I have a prototype just wrapping up for this same problem: SpringBoot permits 100% of the available threads to be filled up with public network requests, leaving the /health endpoint inaccessible to AWS load balancer which knocks the service offline thinking it's unhealthy. There's a different between unhealthy and busy... and health is more than just a process running, port listening, superficial check, etc - it needs to be a "deep ping" which checks that it and all its dependencies are operable in order to give a confident health check response back.

My approach to solving the problem is to produce two new auto-wired components, the first to configure Jetty with a fixed, configurable maximum number of threads (make sure your JVM is allocated enough memory to match), and the second to keep a counter of each request as it starts and completes, throwing an Exception which maps to an HTTP 429 TOO MANY REQUESTS response if the count approaches a ceiling which is the maxThreads - reserveThreads. Then I can set reserveThreads to whatever I want and the /health endpoint is not bound by the request counter, ensuring that it's always able to get in.
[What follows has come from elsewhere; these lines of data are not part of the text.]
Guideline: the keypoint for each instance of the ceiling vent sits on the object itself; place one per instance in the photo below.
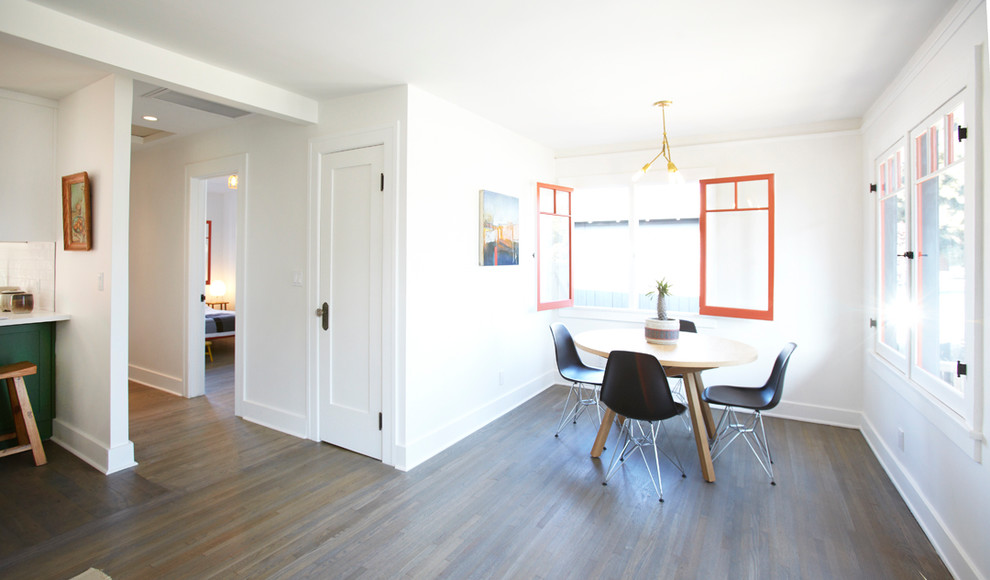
(177, 98)
(143, 135)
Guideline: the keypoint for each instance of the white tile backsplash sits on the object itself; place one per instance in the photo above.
(31, 267)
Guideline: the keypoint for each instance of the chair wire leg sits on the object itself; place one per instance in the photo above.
(753, 433)
(620, 450)
(565, 415)
(675, 459)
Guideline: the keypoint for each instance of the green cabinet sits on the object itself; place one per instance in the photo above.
(33, 342)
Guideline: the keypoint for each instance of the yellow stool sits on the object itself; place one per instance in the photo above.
(26, 429)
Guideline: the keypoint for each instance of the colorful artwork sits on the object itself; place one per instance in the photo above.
(499, 229)
(77, 228)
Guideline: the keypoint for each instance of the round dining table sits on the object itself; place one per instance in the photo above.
(688, 357)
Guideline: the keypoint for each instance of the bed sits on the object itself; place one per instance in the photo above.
(219, 323)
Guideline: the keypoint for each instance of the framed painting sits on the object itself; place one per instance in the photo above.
(499, 229)
(77, 212)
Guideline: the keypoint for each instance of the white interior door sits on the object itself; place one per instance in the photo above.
(350, 284)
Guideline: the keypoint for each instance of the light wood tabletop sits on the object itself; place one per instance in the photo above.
(691, 354)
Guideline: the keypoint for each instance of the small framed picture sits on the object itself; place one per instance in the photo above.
(77, 212)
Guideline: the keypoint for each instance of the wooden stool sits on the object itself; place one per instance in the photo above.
(26, 429)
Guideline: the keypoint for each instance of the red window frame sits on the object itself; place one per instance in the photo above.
(554, 190)
(709, 310)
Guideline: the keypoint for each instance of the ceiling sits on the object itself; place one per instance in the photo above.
(568, 74)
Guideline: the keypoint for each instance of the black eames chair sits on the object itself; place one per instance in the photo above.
(636, 388)
(730, 427)
(585, 380)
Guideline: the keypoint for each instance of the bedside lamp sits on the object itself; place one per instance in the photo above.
(217, 288)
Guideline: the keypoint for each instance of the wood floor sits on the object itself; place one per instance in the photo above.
(216, 496)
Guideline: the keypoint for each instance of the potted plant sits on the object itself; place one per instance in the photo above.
(662, 330)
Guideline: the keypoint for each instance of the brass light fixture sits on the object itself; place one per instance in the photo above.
(664, 146)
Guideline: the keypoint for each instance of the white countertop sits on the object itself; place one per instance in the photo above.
(11, 319)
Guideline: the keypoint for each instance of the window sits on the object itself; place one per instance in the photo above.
(926, 296)
(737, 247)
(626, 236)
(893, 316)
(553, 287)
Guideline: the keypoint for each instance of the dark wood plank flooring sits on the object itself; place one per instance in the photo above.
(216, 496)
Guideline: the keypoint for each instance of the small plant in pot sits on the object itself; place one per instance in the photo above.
(662, 330)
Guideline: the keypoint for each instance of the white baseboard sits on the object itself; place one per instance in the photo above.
(277, 419)
(958, 562)
(155, 379)
(416, 452)
(105, 459)
(817, 414)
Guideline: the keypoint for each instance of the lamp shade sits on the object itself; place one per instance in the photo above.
(217, 288)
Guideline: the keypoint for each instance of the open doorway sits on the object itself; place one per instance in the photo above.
(215, 306)
(221, 281)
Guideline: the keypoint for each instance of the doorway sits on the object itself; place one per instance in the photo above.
(221, 280)
(202, 241)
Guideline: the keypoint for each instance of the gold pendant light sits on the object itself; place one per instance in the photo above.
(664, 146)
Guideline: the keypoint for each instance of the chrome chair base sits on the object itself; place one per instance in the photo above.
(730, 427)
(677, 391)
(584, 396)
(631, 441)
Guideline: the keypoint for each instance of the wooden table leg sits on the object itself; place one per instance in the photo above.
(700, 422)
(706, 409)
(606, 426)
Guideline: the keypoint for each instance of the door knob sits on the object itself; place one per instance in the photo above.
(324, 313)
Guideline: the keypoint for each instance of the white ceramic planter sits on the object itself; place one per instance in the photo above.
(662, 331)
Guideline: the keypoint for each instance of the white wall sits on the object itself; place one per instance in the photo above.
(935, 472)
(818, 257)
(476, 347)
(276, 321)
(91, 349)
(453, 154)
(28, 184)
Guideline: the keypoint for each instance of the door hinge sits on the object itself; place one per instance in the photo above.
(960, 368)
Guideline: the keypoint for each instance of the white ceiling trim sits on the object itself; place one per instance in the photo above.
(144, 61)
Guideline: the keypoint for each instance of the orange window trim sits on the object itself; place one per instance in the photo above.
(704, 308)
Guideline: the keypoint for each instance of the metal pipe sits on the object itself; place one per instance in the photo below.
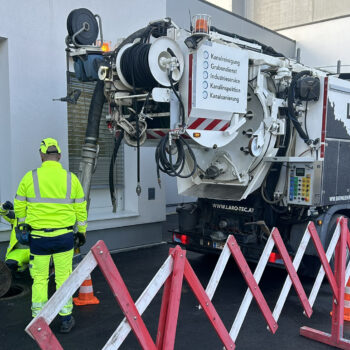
(338, 66)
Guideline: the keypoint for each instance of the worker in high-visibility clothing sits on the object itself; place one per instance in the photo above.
(51, 201)
(17, 255)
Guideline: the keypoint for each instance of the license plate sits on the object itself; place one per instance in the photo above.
(218, 245)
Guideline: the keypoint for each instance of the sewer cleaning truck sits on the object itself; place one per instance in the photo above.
(260, 139)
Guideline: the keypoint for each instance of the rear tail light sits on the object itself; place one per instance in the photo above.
(181, 238)
(275, 258)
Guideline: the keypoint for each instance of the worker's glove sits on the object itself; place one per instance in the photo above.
(5, 207)
(23, 233)
(79, 239)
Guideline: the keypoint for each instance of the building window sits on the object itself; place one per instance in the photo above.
(77, 122)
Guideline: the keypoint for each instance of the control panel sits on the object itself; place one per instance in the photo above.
(300, 181)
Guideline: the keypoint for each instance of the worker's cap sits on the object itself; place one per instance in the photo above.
(49, 142)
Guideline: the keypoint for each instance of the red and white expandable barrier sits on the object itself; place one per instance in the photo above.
(231, 248)
(172, 273)
(176, 268)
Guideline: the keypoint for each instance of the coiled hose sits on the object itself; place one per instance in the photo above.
(164, 157)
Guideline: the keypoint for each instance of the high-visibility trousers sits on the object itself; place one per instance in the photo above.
(17, 259)
(60, 248)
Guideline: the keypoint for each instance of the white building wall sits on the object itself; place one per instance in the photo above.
(277, 14)
(32, 73)
(323, 44)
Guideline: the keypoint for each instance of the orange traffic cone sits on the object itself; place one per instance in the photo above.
(86, 294)
(347, 302)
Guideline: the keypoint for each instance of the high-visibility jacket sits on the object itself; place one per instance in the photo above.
(51, 198)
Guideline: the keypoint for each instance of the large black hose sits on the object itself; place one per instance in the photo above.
(291, 111)
(95, 113)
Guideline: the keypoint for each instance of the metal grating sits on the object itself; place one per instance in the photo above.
(77, 122)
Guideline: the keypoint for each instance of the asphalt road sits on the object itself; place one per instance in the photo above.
(95, 323)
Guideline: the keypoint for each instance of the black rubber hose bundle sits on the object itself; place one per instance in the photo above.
(164, 157)
(291, 111)
(95, 113)
(135, 67)
(117, 142)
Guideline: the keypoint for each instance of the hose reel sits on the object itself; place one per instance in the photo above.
(145, 66)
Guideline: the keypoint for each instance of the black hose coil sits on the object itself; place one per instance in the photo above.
(164, 157)
(135, 67)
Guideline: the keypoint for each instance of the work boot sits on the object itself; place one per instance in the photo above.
(67, 324)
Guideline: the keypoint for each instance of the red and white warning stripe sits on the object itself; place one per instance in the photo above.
(208, 124)
(155, 134)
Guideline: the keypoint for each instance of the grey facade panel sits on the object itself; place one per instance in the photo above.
(178, 11)
(125, 237)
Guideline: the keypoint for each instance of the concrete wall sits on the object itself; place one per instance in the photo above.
(178, 11)
(32, 73)
(322, 44)
(276, 14)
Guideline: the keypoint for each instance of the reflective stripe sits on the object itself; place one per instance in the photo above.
(67, 309)
(79, 200)
(81, 223)
(36, 308)
(69, 185)
(50, 200)
(39, 199)
(36, 183)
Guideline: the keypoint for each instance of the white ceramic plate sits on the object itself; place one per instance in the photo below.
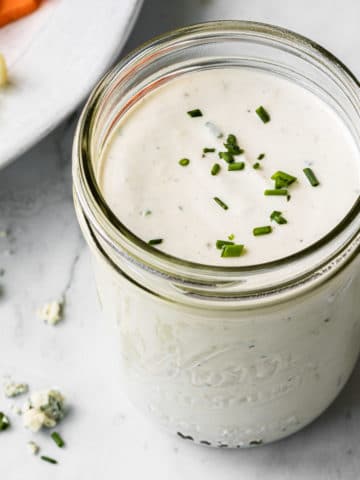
(54, 57)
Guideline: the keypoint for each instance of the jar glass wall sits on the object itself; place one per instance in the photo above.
(224, 356)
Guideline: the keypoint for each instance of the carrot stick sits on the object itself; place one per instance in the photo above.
(11, 10)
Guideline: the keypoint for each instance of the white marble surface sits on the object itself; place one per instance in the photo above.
(45, 257)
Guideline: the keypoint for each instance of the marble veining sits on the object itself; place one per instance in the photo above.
(43, 258)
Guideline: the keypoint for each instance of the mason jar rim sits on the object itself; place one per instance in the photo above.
(116, 234)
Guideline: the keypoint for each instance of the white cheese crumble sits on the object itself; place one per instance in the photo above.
(51, 312)
(33, 448)
(3, 71)
(44, 409)
(15, 409)
(13, 389)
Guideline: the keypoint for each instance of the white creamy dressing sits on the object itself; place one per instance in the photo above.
(141, 173)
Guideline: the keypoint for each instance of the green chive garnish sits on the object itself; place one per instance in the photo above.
(221, 243)
(155, 241)
(227, 156)
(232, 250)
(195, 113)
(278, 218)
(283, 179)
(231, 140)
(263, 114)
(48, 459)
(281, 191)
(262, 230)
(221, 203)
(4, 422)
(184, 162)
(57, 439)
(236, 166)
(311, 177)
(215, 169)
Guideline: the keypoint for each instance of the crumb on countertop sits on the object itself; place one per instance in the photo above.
(44, 409)
(51, 312)
(33, 447)
(13, 389)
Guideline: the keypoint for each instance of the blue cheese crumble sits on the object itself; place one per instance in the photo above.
(44, 409)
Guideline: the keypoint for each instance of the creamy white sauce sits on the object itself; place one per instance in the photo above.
(141, 172)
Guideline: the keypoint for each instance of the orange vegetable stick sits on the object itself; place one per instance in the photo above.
(11, 10)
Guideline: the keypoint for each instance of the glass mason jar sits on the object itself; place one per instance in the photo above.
(223, 356)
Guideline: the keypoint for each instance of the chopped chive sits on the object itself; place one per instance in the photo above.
(263, 114)
(232, 250)
(195, 113)
(227, 156)
(310, 175)
(280, 191)
(184, 162)
(4, 422)
(221, 203)
(231, 139)
(215, 169)
(208, 150)
(48, 459)
(57, 439)
(277, 217)
(232, 146)
(236, 166)
(262, 230)
(221, 243)
(283, 179)
(155, 241)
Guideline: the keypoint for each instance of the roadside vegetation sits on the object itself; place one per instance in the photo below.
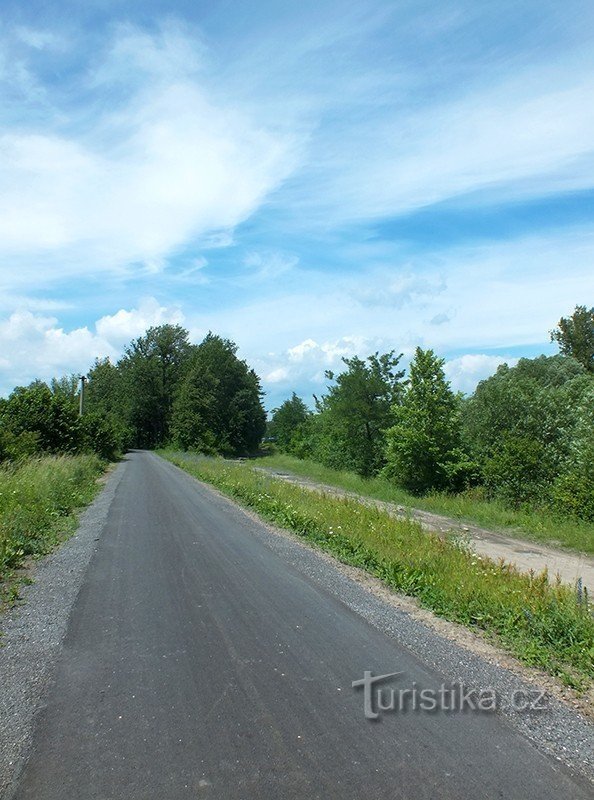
(470, 506)
(38, 501)
(544, 624)
(518, 453)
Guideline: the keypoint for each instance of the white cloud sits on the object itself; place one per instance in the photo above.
(466, 371)
(123, 326)
(170, 162)
(36, 346)
(504, 136)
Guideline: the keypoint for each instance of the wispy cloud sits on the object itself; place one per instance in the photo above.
(144, 178)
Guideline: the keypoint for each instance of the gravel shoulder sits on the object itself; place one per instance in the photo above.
(526, 555)
(563, 731)
(32, 631)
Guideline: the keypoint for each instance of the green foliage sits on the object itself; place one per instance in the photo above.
(37, 499)
(574, 489)
(517, 470)
(36, 416)
(219, 405)
(543, 624)
(470, 506)
(424, 446)
(575, 336)
(349, 430)
(151, 371)
(519, 425)
(290, 426)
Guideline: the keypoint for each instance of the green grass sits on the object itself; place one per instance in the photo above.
(470, 506)
(542, 624)
(38, 499)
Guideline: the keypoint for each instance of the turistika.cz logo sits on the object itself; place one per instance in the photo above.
(454, 698)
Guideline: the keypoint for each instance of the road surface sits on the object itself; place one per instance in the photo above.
(199, 663)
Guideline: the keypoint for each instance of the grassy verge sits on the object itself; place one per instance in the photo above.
(544, 625)
(37, 501)
(541, 526)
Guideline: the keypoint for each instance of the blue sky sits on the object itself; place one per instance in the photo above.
(313, 180)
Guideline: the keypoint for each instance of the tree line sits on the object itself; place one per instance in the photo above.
(163, 391)
(526, 435)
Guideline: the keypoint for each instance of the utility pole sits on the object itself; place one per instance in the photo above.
(81, 399)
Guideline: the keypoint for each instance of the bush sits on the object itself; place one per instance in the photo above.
(517, 471)
(37, 498)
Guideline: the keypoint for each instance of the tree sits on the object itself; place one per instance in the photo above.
(290, 425)
(37, 417)
(575, 336)
(424, 445)
(219, 403)
(353, 417)
(152, 369)
(519, 425)
(573, 492)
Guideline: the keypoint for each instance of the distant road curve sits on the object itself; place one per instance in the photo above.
(200, 662)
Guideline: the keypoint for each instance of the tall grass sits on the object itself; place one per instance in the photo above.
(471, 506)
(544, 624)
(37, 498)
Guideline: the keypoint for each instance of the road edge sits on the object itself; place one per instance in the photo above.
(33, 631)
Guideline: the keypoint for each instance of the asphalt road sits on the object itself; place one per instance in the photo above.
(198, 663)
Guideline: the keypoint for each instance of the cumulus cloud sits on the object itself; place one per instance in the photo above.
(170, 161)
(36, 346)
(123, 326)
(465, 372)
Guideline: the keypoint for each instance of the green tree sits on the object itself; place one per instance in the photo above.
(575, 336)
(152, 370)
(353, 416)
(36, 414)
(519, 425)
(290, 425)
(574, 490)
(424, 445)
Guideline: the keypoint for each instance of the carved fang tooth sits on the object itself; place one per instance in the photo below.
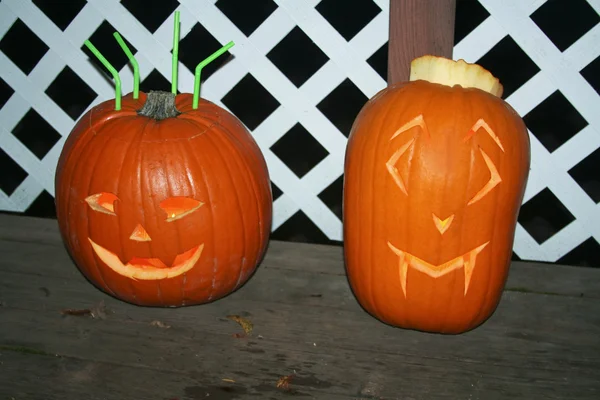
(403, 259)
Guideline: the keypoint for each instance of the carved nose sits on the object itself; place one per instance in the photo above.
(139, 234)
(442, 225)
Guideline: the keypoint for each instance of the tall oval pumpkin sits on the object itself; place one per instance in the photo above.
(435, 174)
(162, 204)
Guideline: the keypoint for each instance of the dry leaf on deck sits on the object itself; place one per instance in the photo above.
(160, 324)
(246, 324)
(77, 312)
(97, 312)
(284, 382)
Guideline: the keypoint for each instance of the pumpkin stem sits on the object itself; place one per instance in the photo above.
(448, 72)
(159, 105)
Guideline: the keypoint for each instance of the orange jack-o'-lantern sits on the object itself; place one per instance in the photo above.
(163, 204)
(435, 174)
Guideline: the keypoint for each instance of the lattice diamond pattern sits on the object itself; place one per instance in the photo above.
(544, 67)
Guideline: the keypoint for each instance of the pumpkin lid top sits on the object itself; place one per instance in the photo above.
(449, 72)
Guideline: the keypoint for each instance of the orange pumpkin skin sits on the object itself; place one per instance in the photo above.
(140, 170)
(434, 178)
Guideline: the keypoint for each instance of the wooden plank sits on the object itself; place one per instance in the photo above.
(418, 27)
(347, 365)
(49, 377)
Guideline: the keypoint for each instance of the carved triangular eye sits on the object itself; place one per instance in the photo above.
(102, 202)
(179, 207)
(418, 121)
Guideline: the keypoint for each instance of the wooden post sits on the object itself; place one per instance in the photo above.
(417, 28)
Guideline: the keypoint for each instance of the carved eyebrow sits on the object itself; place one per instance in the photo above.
(482, 124)
(494, 181)
(417, 121)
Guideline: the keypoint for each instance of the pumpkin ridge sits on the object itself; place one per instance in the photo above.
(228, 167)
(241, 149)
(132, 145)
(379, 142)
(93, 173)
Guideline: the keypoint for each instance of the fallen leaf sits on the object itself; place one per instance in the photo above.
(244, 323)
(284, 382)
(96, 312)
(77, 312)
(160, 324)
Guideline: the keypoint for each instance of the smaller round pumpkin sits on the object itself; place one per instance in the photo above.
(435, 175)
(161, 204)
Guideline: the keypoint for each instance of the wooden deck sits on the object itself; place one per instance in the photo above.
(542, 342)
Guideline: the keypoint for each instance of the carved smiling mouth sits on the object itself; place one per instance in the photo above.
(149, 268)
(467, 261)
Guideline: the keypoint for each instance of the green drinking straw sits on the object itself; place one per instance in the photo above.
(175, 53)
(136, 67)
(112, 70)
(204, 64)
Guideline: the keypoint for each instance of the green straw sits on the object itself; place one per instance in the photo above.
(204, 64)
(112, 70)
(133, 61)
(175, 53)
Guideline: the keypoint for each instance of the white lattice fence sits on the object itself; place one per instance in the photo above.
(301, 129)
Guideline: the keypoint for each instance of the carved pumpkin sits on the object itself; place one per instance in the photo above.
(435, 175)
(170, 206)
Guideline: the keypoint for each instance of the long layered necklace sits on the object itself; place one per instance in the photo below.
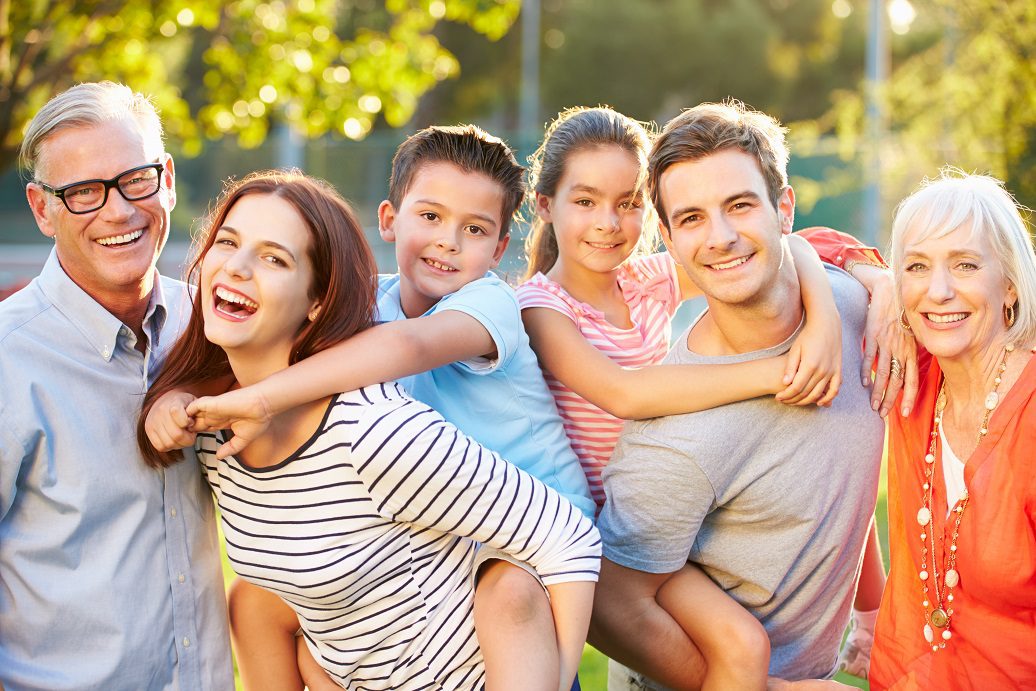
(938, 613)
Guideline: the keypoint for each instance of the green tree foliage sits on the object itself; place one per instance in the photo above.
(219, 67)
(652, 58)
(967, 97)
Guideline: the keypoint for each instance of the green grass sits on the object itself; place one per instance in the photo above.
(594, 668)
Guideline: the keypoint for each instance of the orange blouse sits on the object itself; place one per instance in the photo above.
(994, 623)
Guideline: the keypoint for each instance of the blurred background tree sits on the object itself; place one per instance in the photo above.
(343, 81)
(235, 66)
(965, 94)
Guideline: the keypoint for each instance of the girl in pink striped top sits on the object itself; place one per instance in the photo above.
(597, 306)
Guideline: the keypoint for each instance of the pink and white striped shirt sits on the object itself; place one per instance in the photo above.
(652, 291)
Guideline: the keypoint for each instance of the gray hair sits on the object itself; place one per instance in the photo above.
(956, 199)
(84, 105)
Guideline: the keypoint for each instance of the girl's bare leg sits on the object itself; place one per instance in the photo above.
(732, 641)
(515, 629)
(262, 630)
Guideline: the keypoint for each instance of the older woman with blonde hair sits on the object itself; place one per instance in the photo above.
(959, 609)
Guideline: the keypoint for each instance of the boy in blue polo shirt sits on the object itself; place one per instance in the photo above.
(456, 328)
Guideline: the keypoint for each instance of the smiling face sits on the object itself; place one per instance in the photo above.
(109, 253)
(954, 291)
(724, 230)
(447, 232)
(256, 280)
(597, 211)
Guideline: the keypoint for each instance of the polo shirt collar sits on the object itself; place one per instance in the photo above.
(99, 326)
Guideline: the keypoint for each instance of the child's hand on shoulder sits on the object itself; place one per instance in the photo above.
(168, 425)
(812, 372)
(243, 411)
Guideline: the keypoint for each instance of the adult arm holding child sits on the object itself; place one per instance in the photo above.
(808, 374)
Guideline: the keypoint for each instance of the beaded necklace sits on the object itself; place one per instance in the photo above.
(940, 614)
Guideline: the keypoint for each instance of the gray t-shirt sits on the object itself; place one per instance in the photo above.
(773, 501)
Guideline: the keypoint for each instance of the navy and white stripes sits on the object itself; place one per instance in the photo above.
(369, 530)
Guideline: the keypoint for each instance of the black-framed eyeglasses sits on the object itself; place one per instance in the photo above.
(87, 196)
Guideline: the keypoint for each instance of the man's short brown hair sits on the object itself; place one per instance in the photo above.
(711, 127)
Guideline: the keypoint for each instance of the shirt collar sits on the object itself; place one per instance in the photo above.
(99, 326)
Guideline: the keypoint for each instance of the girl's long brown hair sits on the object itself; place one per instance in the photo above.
(344, 282)
(573, 131)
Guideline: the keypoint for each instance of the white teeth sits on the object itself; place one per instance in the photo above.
(229, 296)
(120, 239)
(731, 264)
(947, 318)
(438, 265)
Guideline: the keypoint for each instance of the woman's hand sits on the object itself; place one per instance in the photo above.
(243, 411)
(168, 425)
(813, 370)
(887, 341)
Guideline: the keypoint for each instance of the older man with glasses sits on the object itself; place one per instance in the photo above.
(109, 570)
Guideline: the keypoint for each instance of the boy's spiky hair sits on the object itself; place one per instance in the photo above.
(470, 148)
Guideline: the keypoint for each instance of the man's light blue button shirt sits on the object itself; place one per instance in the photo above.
(109, 570)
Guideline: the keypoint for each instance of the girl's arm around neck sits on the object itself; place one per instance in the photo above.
(648, 392)
(813, 373)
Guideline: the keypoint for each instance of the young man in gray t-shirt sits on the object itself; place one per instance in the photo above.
(772, 501)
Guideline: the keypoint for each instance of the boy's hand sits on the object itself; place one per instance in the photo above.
(168, 425)
(242, 411)
(886, 340)
(813, 371)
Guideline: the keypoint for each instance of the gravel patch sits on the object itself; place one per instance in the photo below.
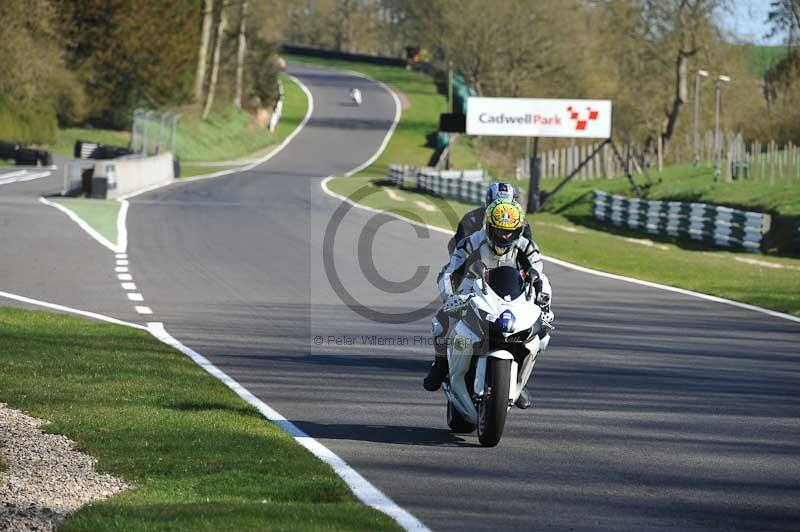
(45, 479)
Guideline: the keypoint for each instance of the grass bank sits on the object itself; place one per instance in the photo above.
(772, 282)
(100, 214)
(228, 133)
(566, 230)
(421, 106)
(200, 458)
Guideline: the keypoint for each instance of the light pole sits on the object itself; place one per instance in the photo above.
(720, 79)
(696, 136)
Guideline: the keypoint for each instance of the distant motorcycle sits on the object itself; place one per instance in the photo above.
(355, 96)
(491, 350)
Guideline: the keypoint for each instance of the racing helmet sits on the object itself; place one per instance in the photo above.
(499, 190)
(504, 222)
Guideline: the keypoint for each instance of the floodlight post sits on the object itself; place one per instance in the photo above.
(696, 136)
(718, 81)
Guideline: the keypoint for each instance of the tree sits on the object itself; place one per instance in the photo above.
(212, 86)
(131, 53)
(200, 77)
(237, 97)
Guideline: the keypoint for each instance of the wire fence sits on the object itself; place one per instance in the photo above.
(760, 161)
(153, 132)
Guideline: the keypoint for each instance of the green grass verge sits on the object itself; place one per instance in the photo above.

I was just searching around to figure out how others are solving this problem and found your question with the same issue, so far haven't seen anything else solid.

To configure Jetty thread settings via application properties file:http://jdpgrailsdev.github.io/blog/2014/10/07/spring_boot_jetty_thread_pool.html


Sounds like your Microservice should still respond to health checks /health whilist returning results from that 3rd service its calling.

I'd build an async http server with Vert.x-Web and try a test before modifying your good code. Create two endpoints. The /health check and a /slow call that just sleeps() for like 5 minutes before replying with "hello". Deploy that in minikube or your cluster and see if its able to respond to health checks while sleeping on the other http request.